How to know if you are MTF transgender woman?


Are you transgender people, female to male, or male to female? This is a difficult question, which transgender people struggle to understand priors to transitioning. The reason for the struggle is a lack of clear information available, and sometimes denial on the part of the person who is transgender. There is a possibility that you are struggling with accepting you are transgender because you have repressed your gender identity for so long, and you can no longer deny it. There are two specific qualities which transgender people have.

People who are transgender have sometimes called dysphoria. Dysphoria is defined as a state of feel confusing. It varies from mild to extreme and typically centers around certain parts of the body commonly associated with being female. This dysphoria is associated with secondary sex characteristics such as having breasts, a more curvaceous figure, with a narrow waist and wider hips, a round face with soft features, and your current genitals. Do these qualities in your body cause you pain, discomfort, or feel wrong to you? Remember it can be mild to extreme. Then dysphoria can arise when people are perceived as female when they do not feel female. There are signs oof this pain or dysphoria. It can be manifested with anxiety, or depression, and a managed in actions which provide a temporary sense of numbing, like alcohol or drug use, or cutting, and can even lead to thoughts of suicide or even attempts. People who are transgender use these coping mechanisms and are not aware in the moment that this behavior is connected to they're dysphoria. It is only later that it make sense to them that they were struggling with how their body was, and how they were being perceived by others, and that these were actually major contributors to their coping mechanism.
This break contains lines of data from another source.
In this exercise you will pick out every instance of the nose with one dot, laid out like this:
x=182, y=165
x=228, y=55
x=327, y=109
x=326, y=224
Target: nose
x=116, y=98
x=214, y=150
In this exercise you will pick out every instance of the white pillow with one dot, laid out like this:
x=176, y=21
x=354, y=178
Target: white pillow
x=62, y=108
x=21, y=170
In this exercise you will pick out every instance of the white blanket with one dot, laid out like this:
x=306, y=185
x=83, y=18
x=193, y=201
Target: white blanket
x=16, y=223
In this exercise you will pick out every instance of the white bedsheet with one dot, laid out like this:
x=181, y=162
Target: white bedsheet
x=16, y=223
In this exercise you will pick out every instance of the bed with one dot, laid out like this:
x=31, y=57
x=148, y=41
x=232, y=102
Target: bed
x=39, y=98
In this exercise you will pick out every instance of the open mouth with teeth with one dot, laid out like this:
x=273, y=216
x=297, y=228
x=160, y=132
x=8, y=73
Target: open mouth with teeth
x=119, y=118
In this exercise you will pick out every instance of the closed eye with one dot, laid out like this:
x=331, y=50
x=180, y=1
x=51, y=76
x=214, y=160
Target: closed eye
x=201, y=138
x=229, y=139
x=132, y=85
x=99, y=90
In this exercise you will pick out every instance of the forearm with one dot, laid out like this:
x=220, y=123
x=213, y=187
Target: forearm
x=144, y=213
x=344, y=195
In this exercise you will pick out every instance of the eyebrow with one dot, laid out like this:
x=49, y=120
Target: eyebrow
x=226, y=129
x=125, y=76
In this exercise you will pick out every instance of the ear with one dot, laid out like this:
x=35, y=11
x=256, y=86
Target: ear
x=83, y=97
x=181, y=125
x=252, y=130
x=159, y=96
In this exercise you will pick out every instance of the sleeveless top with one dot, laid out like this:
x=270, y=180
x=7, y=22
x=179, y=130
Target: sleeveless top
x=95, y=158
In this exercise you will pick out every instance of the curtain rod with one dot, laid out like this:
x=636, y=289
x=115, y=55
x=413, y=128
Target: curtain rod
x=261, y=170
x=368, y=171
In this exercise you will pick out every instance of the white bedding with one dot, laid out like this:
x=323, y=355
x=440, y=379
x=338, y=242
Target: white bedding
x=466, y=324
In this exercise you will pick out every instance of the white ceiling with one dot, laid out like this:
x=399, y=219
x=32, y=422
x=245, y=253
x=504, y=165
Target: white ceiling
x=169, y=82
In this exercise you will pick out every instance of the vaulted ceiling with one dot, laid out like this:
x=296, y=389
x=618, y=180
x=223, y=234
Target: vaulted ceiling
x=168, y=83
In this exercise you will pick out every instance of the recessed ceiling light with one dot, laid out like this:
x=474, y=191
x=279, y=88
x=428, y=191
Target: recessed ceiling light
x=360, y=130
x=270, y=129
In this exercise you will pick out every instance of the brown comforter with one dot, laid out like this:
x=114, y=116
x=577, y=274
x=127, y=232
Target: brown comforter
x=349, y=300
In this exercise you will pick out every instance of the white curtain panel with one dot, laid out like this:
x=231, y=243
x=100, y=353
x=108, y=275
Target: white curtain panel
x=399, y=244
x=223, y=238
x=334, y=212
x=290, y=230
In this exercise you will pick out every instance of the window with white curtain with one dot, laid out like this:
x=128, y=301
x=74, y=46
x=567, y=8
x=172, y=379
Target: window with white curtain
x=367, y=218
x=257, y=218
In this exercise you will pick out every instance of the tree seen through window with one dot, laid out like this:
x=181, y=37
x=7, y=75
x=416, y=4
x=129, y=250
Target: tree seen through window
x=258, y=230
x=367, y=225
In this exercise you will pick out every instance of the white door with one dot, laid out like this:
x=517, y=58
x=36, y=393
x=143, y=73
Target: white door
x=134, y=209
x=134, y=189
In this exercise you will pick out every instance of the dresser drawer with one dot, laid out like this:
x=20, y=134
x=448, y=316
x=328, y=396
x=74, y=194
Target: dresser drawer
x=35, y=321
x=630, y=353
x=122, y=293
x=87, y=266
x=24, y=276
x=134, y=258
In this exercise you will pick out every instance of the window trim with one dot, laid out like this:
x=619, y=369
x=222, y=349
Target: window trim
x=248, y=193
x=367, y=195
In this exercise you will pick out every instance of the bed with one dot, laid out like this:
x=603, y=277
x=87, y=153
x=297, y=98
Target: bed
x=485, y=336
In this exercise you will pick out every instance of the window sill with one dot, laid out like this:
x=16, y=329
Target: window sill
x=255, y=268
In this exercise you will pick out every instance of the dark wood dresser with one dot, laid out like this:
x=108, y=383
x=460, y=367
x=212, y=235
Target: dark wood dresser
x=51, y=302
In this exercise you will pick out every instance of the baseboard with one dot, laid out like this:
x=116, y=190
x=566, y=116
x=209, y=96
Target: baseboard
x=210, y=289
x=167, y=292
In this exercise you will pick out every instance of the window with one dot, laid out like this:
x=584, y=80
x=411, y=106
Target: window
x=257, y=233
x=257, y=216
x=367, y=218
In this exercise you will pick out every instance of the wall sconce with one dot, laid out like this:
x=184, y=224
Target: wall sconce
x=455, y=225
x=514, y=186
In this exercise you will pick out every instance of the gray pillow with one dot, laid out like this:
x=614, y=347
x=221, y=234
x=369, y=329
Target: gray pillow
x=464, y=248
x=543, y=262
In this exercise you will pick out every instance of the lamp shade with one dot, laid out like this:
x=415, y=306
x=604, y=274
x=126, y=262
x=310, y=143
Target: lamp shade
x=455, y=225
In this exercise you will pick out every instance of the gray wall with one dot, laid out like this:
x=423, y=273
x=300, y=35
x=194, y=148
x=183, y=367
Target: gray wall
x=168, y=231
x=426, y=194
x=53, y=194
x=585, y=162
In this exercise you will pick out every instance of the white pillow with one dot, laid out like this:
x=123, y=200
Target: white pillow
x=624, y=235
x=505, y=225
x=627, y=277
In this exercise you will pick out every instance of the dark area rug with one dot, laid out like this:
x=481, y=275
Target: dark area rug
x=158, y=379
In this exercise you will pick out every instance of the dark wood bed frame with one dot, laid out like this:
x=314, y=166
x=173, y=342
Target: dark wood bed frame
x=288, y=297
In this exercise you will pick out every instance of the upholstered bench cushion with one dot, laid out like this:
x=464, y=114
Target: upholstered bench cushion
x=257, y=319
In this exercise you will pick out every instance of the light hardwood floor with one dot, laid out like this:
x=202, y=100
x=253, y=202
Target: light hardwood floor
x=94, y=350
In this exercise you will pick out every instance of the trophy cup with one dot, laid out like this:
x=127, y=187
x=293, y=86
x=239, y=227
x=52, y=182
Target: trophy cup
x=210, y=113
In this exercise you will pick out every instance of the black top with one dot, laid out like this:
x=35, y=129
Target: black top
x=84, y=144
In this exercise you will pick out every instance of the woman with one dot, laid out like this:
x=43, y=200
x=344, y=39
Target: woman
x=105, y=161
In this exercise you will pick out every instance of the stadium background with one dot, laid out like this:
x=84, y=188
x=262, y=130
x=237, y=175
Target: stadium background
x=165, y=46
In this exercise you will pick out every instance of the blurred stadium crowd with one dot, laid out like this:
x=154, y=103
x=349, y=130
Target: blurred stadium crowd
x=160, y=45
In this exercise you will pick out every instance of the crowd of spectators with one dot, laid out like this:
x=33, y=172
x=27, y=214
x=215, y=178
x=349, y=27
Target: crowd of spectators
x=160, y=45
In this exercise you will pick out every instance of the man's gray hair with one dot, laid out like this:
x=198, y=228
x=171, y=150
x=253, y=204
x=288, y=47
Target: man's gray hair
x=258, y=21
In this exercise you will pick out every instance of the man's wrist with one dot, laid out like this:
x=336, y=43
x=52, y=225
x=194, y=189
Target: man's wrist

While there are people who have depression, or anxiety, and people who struggle with cutting, and addictions, and these people are not transgender. The difference is for the person who is shemale, these things tend to decrease after transitioning when the dysphoria decreases. Having this severe response to dysphoria is not a requirement to be transgender. Not everyone who is transgender identifies with intense dysphoria. Others feel poorly about their body and their gender, but it will not be nearly as evident. people like this come to understand that they are transgender people by recognizing that they feel better if their body was different, if they were not perceived as female.

An example to illustrate dysphoria that I frequently see in trans men, is their efforts to hide their chest. They will wear a binder, or sports bra, and hunch their shoulders forward and then pull their shirt away from their body, especially whenthey sit. All of these behaviors create the appearance of a flat chest, and that appearance makes them more comfortable. This is a sign of dysphoria.

To determine if you have dysphoria, I want to ask you a few questions. How do you feel about your body as it is? Does it feel uncomfortable, painful, or just not right? Imagine you could never change it. What feeling arise from this thought? That thought may actually intensify dysphoria.